The economy's impact on outsize cargo
They say that the show must go on — but in the case of the March Okinawa International Movie Festival, it almost didn’t. The problem? A load of steel beams weighing 24,956 pounds had to be shipped to Japan’s Okinawa Island in order to construct an outdoor theater, and time was running out.
To the Panalpina executives who were tasked with handling the logistics of the shipment, the best way to move the outsize steel structures was clear. The beams were loaded onto a Boeing 747 operated by AirBridgeCargo Airlines and shipped to Tokyo’s Narita Airport from Frankfurt Airport, after routing through Moscow.
Once the structures arrived in Japan, the crew onsite ensured that the steel was quickly cleared through Customs and trucked to southern Japan, where it was then ferried over to Okinawa Island. AirBridgeCargo Executive President Tatyana Arslanova admits that the move had all of the makings of a good movie — packed with action and full of thrills. It also had the requisite happy ending, she says.
“With this shipment, AirBridgeCargo demonstrated not only its expertise in the transportation and handling of outsize and heavy cargo, but also showed its ability to react promptly and professionally to such a short-notice request,” Arslanova says.
The ability to react quickly is a key reason why outsize cargo flights experienced double-digit growth in 2011, explains Dennis Gliznoutsa, group commercial director of charters for Volga-Dnepr Group, AirBridgeCargo’s parent company. Whether it was a broken oil rig that necessitated immediate repair or military equipment leaving Iraq, outsize cargo flights expedited the shipment of goods in a variety of sectors last year. And Gliznoutsa expects the number of these flights to grow steadily in the next two to three years, especially in Africa and the Middle East, despite the sour economy.
Outsize cargo demand will grow in the Middle East as major International Security Assistance Force members withdraw troops from Afghanistan. Not only will this exodus require extra flights for military personnel, Gliznoutsa maintains, but it will also demand additional charter flights for outsize equipment and heavy machinery.
The government isn’t the only player. “The increased demand [for outsize cargo] won’t only be coming from government structures, but from the commercial side as well,” he says.

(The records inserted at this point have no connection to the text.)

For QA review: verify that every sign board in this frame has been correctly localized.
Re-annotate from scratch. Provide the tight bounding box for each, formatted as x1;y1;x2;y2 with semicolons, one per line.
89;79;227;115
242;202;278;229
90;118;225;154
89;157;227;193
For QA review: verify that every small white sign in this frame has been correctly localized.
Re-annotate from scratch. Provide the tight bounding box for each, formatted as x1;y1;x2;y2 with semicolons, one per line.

Last year alone, the demand for outsize cargo from oil and gas companies grew 62 percent — a fact Gliznoutsa attributes to the development of projects in Africa, Australia and Kazakhstan, among other nations. With drilling in Latin America currently ramping up, he anticipates another boom for outsize cargo operations.
Weighing the costs
Justin Lancaster, cargo sales director at Air Charter Service, wants to get one thing straight: Airfreight is not the shipper’s first choice. Moving goods by sea is much more economical than air transportation, he says, and shippers initially look to oceanfreight as a means to transport goods, followed by a hybrid airfreight/seafreight approach. Flying outsize cargo on an Antonov An-124 or Ilyushin Il-76, for example — especially a charter operation — is not only costly, but is usually the most expensive option, Lancaster says. It all comes down to timing, however.

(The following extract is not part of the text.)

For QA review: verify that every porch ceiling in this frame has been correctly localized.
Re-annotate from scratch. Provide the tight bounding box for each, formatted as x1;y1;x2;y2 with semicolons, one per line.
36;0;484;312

Suppose, for example, that an oil rig has stopped producing and is costing the manufacturer upward of $100,000 a day in this idle position, Lancaster posits. “Yes, they don’t want to charter and, yes, it’s expensive, but it’s cheaper than the alternative, which is sending it via seafreight and it taking two weeks to arrive,” he says.

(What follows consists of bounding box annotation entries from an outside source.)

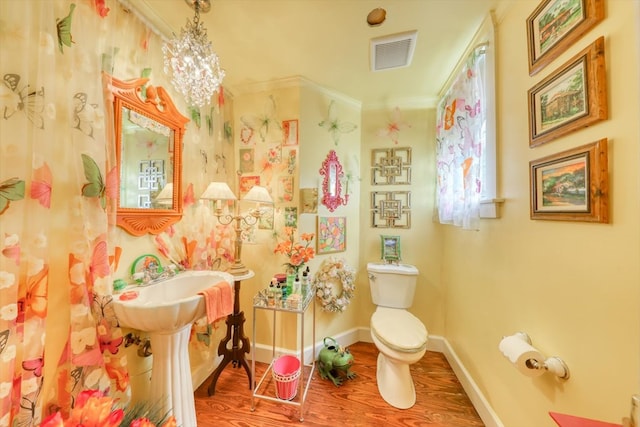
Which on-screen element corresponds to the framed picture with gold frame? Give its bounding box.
[527,0,604,76]
[528,37,608,147]
[529,139,609,223]
[380,235,400,262]
[316,216,347,254]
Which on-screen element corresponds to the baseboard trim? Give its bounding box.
[436,335,504,427]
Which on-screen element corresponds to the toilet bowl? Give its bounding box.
[371,307,428,409]
[367,263,428,409]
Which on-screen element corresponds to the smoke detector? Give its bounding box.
[371,30,418,71]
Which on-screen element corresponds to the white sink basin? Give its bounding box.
[113,271,234,427]
[113,270,233,332]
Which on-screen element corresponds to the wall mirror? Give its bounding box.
[320,150,347,212]
[104,74,189,236]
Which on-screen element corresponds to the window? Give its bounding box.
[436,14,499,230]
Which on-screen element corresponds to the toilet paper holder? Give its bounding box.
[503,332,570,380]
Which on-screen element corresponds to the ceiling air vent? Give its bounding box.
[371,30,418,71]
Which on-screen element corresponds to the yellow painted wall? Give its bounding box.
[234,78,361,350]
[358,105,446,335]
[442,0,640,427]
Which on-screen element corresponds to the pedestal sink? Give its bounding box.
[113,271,234,427]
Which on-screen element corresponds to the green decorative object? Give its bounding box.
[380,235,401,262]
[318,337,356,386]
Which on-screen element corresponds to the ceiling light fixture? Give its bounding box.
[162,0,225,107]
[367,7,387,27]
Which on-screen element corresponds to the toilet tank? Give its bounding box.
[367,262,418,308]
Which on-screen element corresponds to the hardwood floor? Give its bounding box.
[192,342,484,427]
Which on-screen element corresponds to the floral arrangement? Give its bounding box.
[40,390,176,427]
[273,227,316,272]
[313,257,356,313]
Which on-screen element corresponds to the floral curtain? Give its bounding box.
[436,47,487,230]
[0,0,171,427]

Lancaster explains that a shipper is also more likely to charter if there are penalties attached to a missed deadline. Healthy economy or not, he says a company will choose to fly if they are late on a project or need goods shipped immediately due to a humanitarian crisis.
Not that they won’t do it begrudgingly, Lancaster says. “Look, companies don’t want to charter in the good times, and they certainly don’t want to charter in the bad times — but, sometimes, they have no choice,” he says. “And that’s certainly true in the outsize market, if not even more so.”